No sixth sense warned us that the future might be sour, the next morning or a month hence. We didn’t have that sort of future and we knew it. No debts would have to be paid, nothing lay in wait for us; no days over the smelly summer river, arguments over coffee at the Semiramis, or lies with dinner at the Estoril; no plots, misunderstandings; no tears or departure; no Usher and no Henry — no one to manipulate the slight events we might try and shape our lives with. There was no more of that life to shape. The professional, the personal, exploitation was at an end.
I had arrived in a country years before where nothing was as it seemed, a territory defended everywhere against trust, and I had come now to a broken barrier at the end of a smashed and empty landscape, a deserted customs post — to a point where no one stopped or chased you; where you simply stepped over the border and walked away.
She must have gone very early. I had woken once in the night and seen her leave the room, the long naked back and widely-spaced legs moving in clear silhouette towards the shaft of light in the corridor, sharply isolating the narrow rectangle between her thighs.

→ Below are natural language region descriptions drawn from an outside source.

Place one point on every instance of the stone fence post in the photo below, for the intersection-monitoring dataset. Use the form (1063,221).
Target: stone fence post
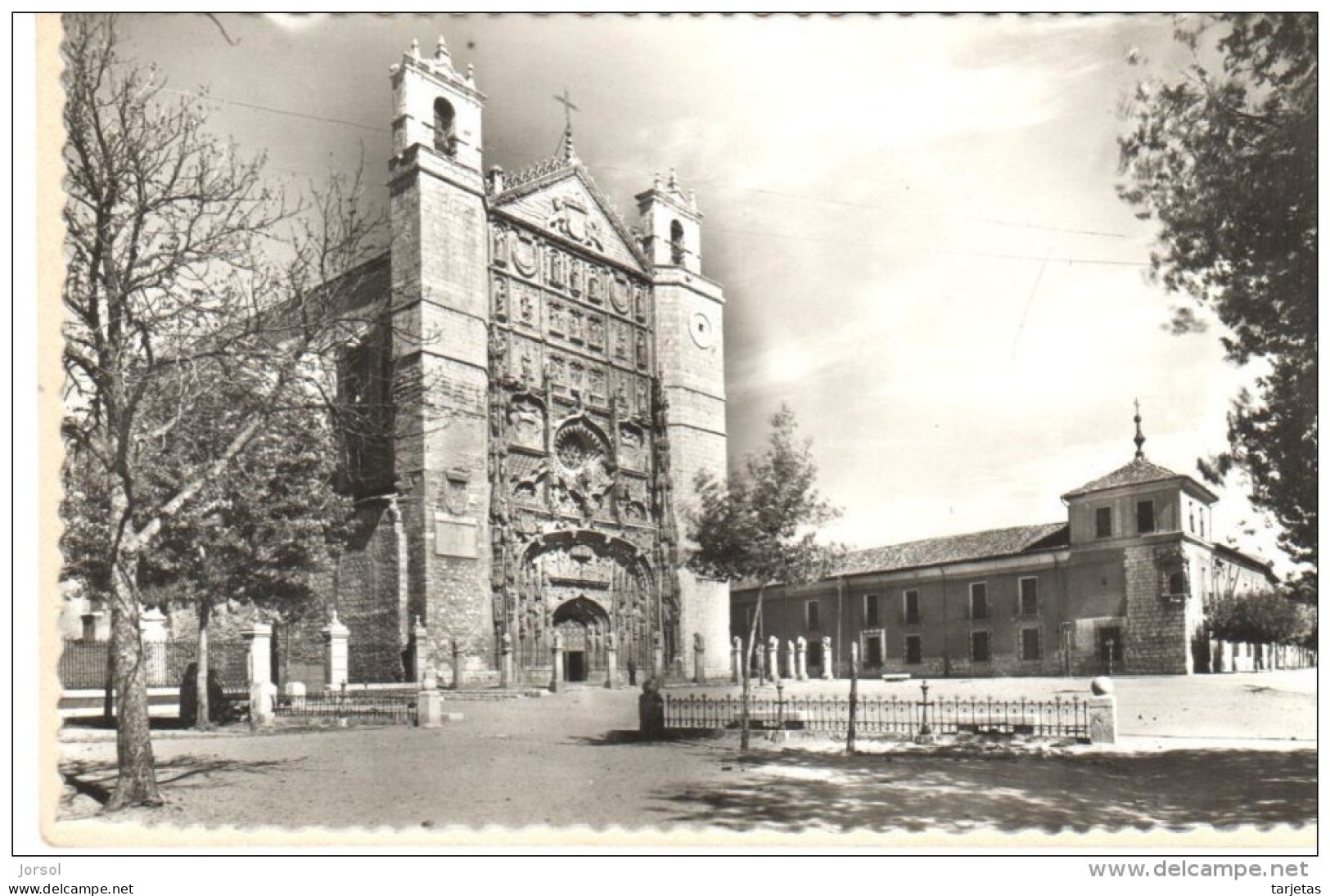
(611,661)
(152,627)
(259,664)
(336,668)
(557,662)
(419,651)
(1102,715)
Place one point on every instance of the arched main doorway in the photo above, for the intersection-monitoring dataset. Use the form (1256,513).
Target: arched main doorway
(581,625)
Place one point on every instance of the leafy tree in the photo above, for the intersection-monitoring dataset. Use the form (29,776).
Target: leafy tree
(257,536)
(1225,160)
(184,274)
(1260,617)
(762,527)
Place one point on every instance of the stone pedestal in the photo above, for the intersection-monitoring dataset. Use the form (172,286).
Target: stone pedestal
(1102,719)
(430,709)
(336,638)
(262,697)
(557,664)
(152,627)
(611,664)
(295,693)
(419,651)
(506,662)
(651,710)
(259,664)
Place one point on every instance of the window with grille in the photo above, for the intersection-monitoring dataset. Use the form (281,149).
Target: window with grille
(979,651)
(1030,597)
(1031,645)
(979,601)
(911,610)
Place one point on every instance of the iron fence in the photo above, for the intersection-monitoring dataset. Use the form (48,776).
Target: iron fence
(83,664)
(887,715)
(389,708)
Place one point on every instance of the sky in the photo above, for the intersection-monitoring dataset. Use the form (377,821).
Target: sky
(914,219)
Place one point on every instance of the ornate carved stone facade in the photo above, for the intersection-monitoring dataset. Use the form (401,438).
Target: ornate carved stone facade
(548,408)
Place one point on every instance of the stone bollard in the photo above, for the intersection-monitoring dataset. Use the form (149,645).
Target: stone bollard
(430,700)
(152,625)
(611,661)
(259,655)
(295,693)
(651,710)
(419,651)
(506,661)
(336,637)
(262,696)
(557,660)
(1102,715)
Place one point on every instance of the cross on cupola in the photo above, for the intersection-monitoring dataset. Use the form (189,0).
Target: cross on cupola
(570,153)
(1140,436)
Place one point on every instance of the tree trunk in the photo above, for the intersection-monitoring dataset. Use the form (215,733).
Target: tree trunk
(108,700)
(854,698)
(748,664)
(202,715)
(138,775)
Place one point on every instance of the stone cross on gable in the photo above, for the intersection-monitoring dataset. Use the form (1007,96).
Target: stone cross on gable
(568,110)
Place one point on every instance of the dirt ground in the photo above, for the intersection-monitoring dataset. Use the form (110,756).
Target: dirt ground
(1208,750)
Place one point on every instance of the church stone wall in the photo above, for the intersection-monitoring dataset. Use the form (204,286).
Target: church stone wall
(1156,633)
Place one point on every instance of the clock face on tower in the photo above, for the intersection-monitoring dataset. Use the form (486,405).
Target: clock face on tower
(700,327)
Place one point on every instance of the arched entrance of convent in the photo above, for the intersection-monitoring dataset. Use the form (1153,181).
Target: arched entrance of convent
(583,627)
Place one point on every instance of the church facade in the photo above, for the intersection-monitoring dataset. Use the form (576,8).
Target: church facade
(1119,587)
(555,380)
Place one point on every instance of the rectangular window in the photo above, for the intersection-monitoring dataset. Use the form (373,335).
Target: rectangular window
(872,619)
(1104,523)
(979,646)
(1144,517)
(1031,646)
(1030,597)
(911,606)
(978,601)
(872,651)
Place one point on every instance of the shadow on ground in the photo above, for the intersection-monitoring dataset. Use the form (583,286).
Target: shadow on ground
(1008,793)
(97,779)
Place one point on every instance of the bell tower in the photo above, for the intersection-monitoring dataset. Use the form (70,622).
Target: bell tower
(691,355)
(440,314)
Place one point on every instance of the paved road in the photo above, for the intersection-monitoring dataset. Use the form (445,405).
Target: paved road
(557,761)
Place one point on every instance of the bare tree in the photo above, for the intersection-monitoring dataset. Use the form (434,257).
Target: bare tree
(184,272)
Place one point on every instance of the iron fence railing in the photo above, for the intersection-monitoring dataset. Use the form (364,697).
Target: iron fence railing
(391,708)
(890,715)
(83,664)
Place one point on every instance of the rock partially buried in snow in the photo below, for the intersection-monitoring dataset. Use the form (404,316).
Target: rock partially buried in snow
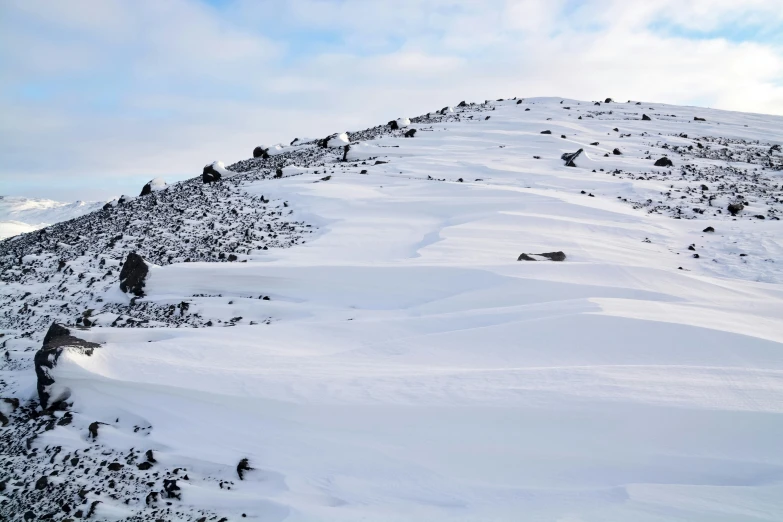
(552,256)
(570,157)
(153,185)
(134,274)
(336,140)
(58,338)
(735,208)
(215,171)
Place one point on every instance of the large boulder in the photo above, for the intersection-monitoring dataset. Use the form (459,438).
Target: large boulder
(570,157)
(552,256)
(215,171)
(58,338)
(153,185)
(735,208)
(133,275)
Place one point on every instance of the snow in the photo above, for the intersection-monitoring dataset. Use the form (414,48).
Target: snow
(19,215)
(339,140)
(157,184)
(413,369)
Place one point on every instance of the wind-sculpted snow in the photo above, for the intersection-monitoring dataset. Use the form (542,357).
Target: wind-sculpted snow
(468,322)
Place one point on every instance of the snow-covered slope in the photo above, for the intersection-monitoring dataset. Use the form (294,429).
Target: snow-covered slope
(19,215)
(363,333)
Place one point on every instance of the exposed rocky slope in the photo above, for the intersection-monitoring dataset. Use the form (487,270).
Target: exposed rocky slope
(175,316)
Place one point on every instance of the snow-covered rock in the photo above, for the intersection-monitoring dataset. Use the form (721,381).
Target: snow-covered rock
(153,185)
(355,340)
(215,171)
(338,140)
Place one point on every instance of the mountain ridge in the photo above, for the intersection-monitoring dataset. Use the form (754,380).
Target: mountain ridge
(371,331)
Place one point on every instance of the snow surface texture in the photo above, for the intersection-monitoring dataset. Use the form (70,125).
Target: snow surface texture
(386,357)
(19,215)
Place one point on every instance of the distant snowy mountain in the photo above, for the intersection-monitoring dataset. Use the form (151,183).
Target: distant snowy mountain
(537,309)
(19,215)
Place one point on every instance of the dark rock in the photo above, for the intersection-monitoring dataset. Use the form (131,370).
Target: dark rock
(57,339)
(570,157)
(243,467)
(554,256)
(735,208)
(171,489)
(210,175)
(134,274)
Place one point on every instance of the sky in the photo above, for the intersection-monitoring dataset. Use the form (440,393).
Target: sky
(97,97)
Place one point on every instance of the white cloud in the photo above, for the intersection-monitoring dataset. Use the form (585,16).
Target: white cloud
(191,83)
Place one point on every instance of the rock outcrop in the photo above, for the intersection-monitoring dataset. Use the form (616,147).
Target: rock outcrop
(58,338)
(570,157)
(552,256)
(134,274)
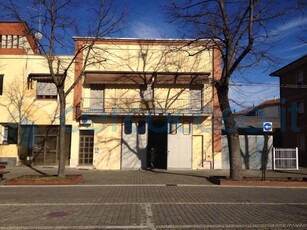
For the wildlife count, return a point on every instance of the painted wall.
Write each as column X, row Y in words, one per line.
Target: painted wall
column 16, row 69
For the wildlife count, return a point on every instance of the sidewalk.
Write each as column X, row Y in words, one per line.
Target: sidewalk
column 154, row 177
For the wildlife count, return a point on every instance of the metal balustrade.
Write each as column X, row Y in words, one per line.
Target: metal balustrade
column 135, row 105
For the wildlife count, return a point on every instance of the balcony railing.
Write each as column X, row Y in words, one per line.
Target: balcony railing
column 96, row 106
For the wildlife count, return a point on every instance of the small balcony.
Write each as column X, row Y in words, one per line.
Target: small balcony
column 127, row 106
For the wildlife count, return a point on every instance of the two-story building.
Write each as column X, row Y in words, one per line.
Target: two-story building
column 28, row 100
column 134, row 94
column 293, row 100
column 144, row 93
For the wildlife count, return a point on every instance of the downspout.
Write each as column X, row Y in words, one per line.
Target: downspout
column 212, row 120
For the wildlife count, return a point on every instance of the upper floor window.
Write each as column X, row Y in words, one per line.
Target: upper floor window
column 46, row 90
column 10, row 41
column 300, row 78
column 196, row 95
column 127, row 127
column 1, row 84
column 300, row 108
column 186, row 128
column 141, row 127
column 173, row 128
column 260, row 113
column 9, row 134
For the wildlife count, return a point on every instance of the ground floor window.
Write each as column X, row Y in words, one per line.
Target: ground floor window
column 41, row 143
column 86, row 147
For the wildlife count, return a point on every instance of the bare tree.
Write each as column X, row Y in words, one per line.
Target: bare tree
column 238, row 29
column 19, row 106
column 56, row 20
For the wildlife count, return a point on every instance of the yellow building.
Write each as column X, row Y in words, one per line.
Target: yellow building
column 28, row 100
column 142, row 93
column 134, row 94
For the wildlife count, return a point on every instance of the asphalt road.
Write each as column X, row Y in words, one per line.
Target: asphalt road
column 152, row 207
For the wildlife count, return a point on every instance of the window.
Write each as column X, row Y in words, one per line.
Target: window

And then I had woken a second time, abruptly with a headache in the darkness, the place beside me empty, and I had stayed where I was, waiting for her to come back as before, eager for her again. But I knew within moments that this time she had really left.
I moved fretfully around the apartment, wondering what she had taken with her, looking for some evidence that would tell me she had gone, and where, perhaps, and why. But there was nothing; a few of her clothes in the wardrobe, a sleeveless white dress I’d remembered her in, some soiled cosmetics on the dressing table, a small pile of underwear on the bathroom floor.
Not London, she had said. And not Israel. She was simply getting out of it all. But where? I almost began to miss her — that infection of sex, as if she and I had, after all, a future. There was a surge of bitterness, a moment’s fierce resentment that I had lost her once more and would now have to start the search for her all over again.